Сергей быстро встает и идет к выходу. Я выжидаю, пока он скроется. Но, сделав несколько шагов, он останавливается, мгновение смотрит в пол.
— Ну ладно, амбицию к черту. Что за честь, когда нечего есть, — гласит арабская пословица. Я вас, Александр Михайлович, задержу еще только одну минуту. Видите ли, я и вообще не решился бы вас, человека, обремененного государственными заботами, беспокоить... Но вынужден к тому крайними обстоятельствами. Я намерен просить у вас какой-нибудь работы в вашем учреждении. Должен вам сказать, что мать моя уже год не встает с постели. Извините за оскорбление эстетических чувств, — зачервивела. Сестра, как я уже имел честь вам доложить, вполне беспомощна. Вследствие моей безработицы материальное положение семейства, мягко выражаясь, довольно шаткое. Продавать нам больше нечего. Разве что... Ну, да это вас в сущности не касается. Посмотрите на факт вот с какой стороны. Перед вами человек сравнительно здоровый, с образованием, не бестолковый и в некотором роде гражданин страны, хотя бы и опальный. Мне сдается, что и я некоторое право на кусок хлеба имею. А вы, как представитель правящего сословия, в некоторой доле несете обязанность сию потенциальную рабочую силу использовать. Вот я и предлагаю вам свои услуги, причем согласен на любую роль — от заведующего до курьера.
Что я могу ответить ему, этому человеку с другой планеты? Я говорю твердо:
— В нашем кооперативе сейчас свободных мест нет.

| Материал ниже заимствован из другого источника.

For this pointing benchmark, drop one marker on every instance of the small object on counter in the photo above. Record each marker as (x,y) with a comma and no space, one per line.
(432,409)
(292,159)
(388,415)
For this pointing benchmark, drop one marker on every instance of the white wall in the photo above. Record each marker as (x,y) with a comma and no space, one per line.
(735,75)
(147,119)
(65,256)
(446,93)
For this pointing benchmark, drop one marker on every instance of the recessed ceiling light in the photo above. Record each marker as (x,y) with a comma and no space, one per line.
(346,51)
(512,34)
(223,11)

— Ах, вот что!.. мест нет... Должен еще заверить вас, Александр Михайлович, что моя служба была бы совершенно свободна от каких-либо правонарушений. Вы меня все-таки знаете с мальчишеских лет, далее — я, как-никак, ваш бывший товарищ по бывшей партии, каковую вы вряд ли сумели совершенно похоронить в памяти своей. Все это дает мне право надеяться, что в честности моей вы не сомневаетесь. Провороваться, как многие, не проворуюсь. А что касается политических моих воззрений, то это к делу как будто бы не относится. Во всяком случае, ваша мануфактура и селедки, сами понимаете, слишком узкий плацдарм для каких-либо агрессивных действий.
«Ах, вот ты как... Ну, ладно же! Нипочем не сдамся!..»

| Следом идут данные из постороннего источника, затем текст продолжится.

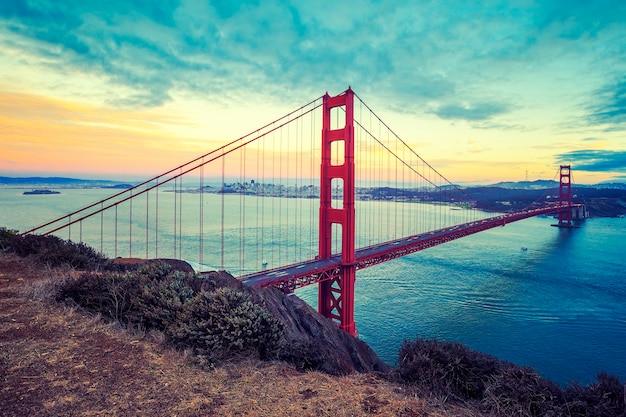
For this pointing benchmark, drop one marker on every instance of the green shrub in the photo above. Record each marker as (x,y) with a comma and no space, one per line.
(192,312)
(446,368)
(226,322)
(503,389)
(604,398)
(6,237)
(520,391)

— В отношении службы, Сергей Николаевич, я ничем вам полезен быть не могу. Ваша мать, насколько я знаю положение вещей, как жена заслуженного врача, имеет право на персональную пенсию. Или, во всяком случае, на социальное обеспечение и больничный уход. Если вы этого еще не добились или если на этом пути у вас будут препятствия, я готов сделать все, что нужно: написать записку, позвонить и вообще похлопотать. В любое время я на этот счет к вашим услугам. А больше я ничем не могу вам помочь.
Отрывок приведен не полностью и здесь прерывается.